Saturday lunchtime is an odd service in many restaurants. When I was a commis waiter it was always the precursor to the main event, a sideshow distraction to the full on horror that was a Saturday dinner service. It can be a relaxed, quite affable affair, particularly if your waiter isn't doing a split shift and can go home after he's fed and watered you. It doesn't have the familial histrionics of a Sunday lunch or brunch sitting nor the best foot forward first date sheen of a Thursday night. It does have it's own particular foibles however; it can on occasion, depending on the gaff, be overrun with children and all the attendant horrors that eating in a restaurant with barely toilet trained emotional terrorists and their overwrought handlers in tow can bring. I approve of children in restaurants, but only if they can maintain a decibel threshold below that of a Tornado jet firing up it's afterburners. What is the point in bringing your food fussy, sugared up child to a restaurant in the vain hope he'll turn into Lloyd Grossman over the aperitifs, when you know he'll do nothing but scrunch up his tiny little fists and erupt into a solipsistic fit of range and angst at the first mention of food other than chips? Then again, my one year old god daughter has a more sophisticated palette and better table manners than most allegedly adult diners so I guess it all evens out in the end.

Angels and Gypsies in Camberwell is a curious little space that's been a long time coming.

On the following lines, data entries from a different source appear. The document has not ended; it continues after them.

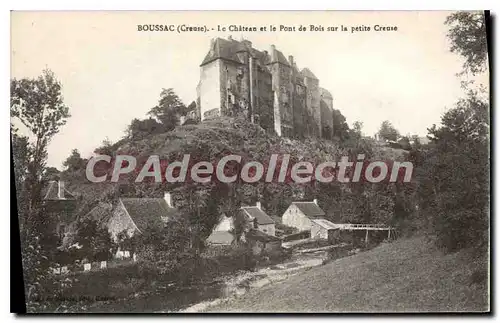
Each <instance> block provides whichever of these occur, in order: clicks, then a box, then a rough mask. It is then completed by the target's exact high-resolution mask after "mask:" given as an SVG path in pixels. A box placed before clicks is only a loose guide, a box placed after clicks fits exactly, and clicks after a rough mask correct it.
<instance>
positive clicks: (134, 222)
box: [107, 193, 178, 257]
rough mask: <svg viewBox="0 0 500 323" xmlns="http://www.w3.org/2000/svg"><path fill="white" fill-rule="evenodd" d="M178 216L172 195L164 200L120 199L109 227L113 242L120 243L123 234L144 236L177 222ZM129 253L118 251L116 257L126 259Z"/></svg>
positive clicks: (129, 235)
mask: <svg viewBox="0 0 500 323" xmlns="http://www.w3.org/2000/svg"><path fill="white" fill-rule="evenodd" d="M177 216H178V210H177V209H176V208H175V207H174V206H173V204H172V197H171V194H170V193H165V197H164V198H120V199H119V200H118V203H117V205H116V206H115V208H114V210H113V212H112V214H111V216H110V218H109V221H108V223H107V227H108V232H109V233H110V235H111V238H112V240H113V241H115V242H118V240H119V236H120V235H121V234H125V236H127V237H132V236H134V235H136V234H143V233H144V232H147V231H148V230H150V229H155V228H159V227H162V226H165V225H167V223H169V222H171V221H175V220H176V218H177ZM127 251H128V250H118V251H117V255H116V256H118V257H124V256H126V255H127ZM128 254H129V255H130V252H129V253H128Z"/></svg>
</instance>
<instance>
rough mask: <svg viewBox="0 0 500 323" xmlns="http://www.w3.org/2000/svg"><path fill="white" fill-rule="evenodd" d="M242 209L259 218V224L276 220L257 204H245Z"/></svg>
mask: <svg viewBox="0 0 500 323" xmlns="http://www.w3.org/2000/svg"><path fill="white" fill-rule="evenodd" d="M241 209H242V210H243V211H244V212H245V213H246V214H247V215H248V216H249V217H250V219H251V220H252V221H253V219H257V223H258V224H273V223H274V220H273V219H272V218H271V217H270V216H269V215H267V214H266V212H264V211H262V209H260V208H258V207H256V206H243V207H241Z"/></svg>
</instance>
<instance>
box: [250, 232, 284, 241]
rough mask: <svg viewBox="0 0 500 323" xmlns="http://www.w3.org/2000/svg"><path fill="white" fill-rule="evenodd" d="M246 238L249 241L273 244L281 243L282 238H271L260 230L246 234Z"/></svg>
mask: <svg viewBox="0 0 500 323" xmlns="http://www.w3.org/2000/svg"><path fill="white" fill-rule="evenodd" d="M245 238H246V239H248V240H256V241H261V242H271V241H281V239H280V238H277V237H275V236H271V235H269V234H267V233H264V232H262V231H259V230H255V229H251V230H249V231H248V232H247V233H246V234H245Z"/></svg>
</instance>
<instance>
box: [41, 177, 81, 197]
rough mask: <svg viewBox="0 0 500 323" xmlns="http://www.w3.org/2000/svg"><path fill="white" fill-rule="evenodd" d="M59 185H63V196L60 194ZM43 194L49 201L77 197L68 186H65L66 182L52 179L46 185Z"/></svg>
mask: <svg viewBox="0 0 500 323" xmlns="http://www.w3.org/2000/svg"><path fill="white" fill-rule="evenodd" d="M59 185H61V186H62V190H61V193H62V196H61V197H60V196H59ZM42 195H43V199H44V200H47V201H54V200H75V199H76V198H75V196H74V195H73V193H71V192H70V191H68V190H67V189H66V187H64V182H61V181H50V183H49V185H48V186H47V187H46V189H45V191H44V192H43V194H42Z"/></svg>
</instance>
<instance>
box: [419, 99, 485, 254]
mask: <svg viewBox="0 0 500 323" xmlns="http://www.w3.org/2000/svg"><path fill="white" fill-rule="evenodd" d="M488 108H489V104H487V103H485V102H482V101H481V100H480V99H478V98H477V97H476V96H475V92H473V91H472V92H469V94H468V96H467V98H465V99H461V100H459V101H458V102H457V104H456V106H455V108H453V109H451V110H449V111H448V112H446V113H445V114H444V115H443V117H442V119H441V125H440V126H439V127H437V126H435V125H434V126H433V127H431V128H430V129H428V131H429V137H430V138H431V140H432V147H431V148H430V149H429V150H428V151H426V153H425V154H426V155H425V158H423V161H424V162H423V164H422V166H421V167H419V175H418V178H419V182H420V184H419V191H418V193H419V197H420V201H421V204H422V209H423V210H424V211H425V212H426V213H427V214H429V215H430V218H429V221H428V223H429V224H431V225H432V228H433V230H434V232H435V233H436V235H437V241H436V242H437V244H438V245H439V246H441V247H443V248H445V249H446V250H448V251H455V250H458V249H461V248H464V247H468V246H475V245H477V244H478V243H485V242H487V241H488V206H489V198H488V196H489V171H488V170H489V149H488V146H489V133H488V131H489V122H488V115H487V113H486V111H488Z"/></svg>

It's taken well over two years to open from when it was first mooted and now it has, it's been getting some pretty good reviews. On this particular Saturday lunchtime it was ticking over with diners, a few well behaved kids (i.e. plugged into ipods and DS's) and the two most inept wait staff I've encountered in a good long while. Actually one was just buzzing with terror at the thought of being asked for anything and the other, more senior member of staff, seemed to have forgotten that he was a waiter at all.  Despite the challenges of getting seated and ordering something to drink from the menu that they could physically provide, the lunch menu was good. It's a pretty little collection of nueva cocina and homely classics. Bolhinos of salt cod were light, fragrant and nicely put together, two lamb cutlets were nearly perfect and the Patatas a la Pobre were a nice homespun jag alongside the classier tapas. The stand-out mackerel dish arrived after the waiter had taken our plates away, but was good shared with the one fork we had between us.

There's a good restaurant here crying to get out from under the sub-goth chic (stained glass and church seating), Fawlty Towers stereotypes and terrible name. Someone in the kitchen knows what they are doing and is obviously enjoying doing it. Maybe it was training day or something on this particular Saturday, but they seriously need to sort out the charmless front of house goons. Having said that, the price was seriously right for lunch, even if you factor in all the food they missed off the bill, and I'll be back, for sure.

2 comments:

Helen said...

I keep meaning to go here as it's just round the corner from me. I agree about that name - horrendous. Sounds like the name of a crap tattoo parlour or a first album from someone who won the X Factor.

Monkey Gland said...

Haha, yes, a crap tattoo parlour, indeed.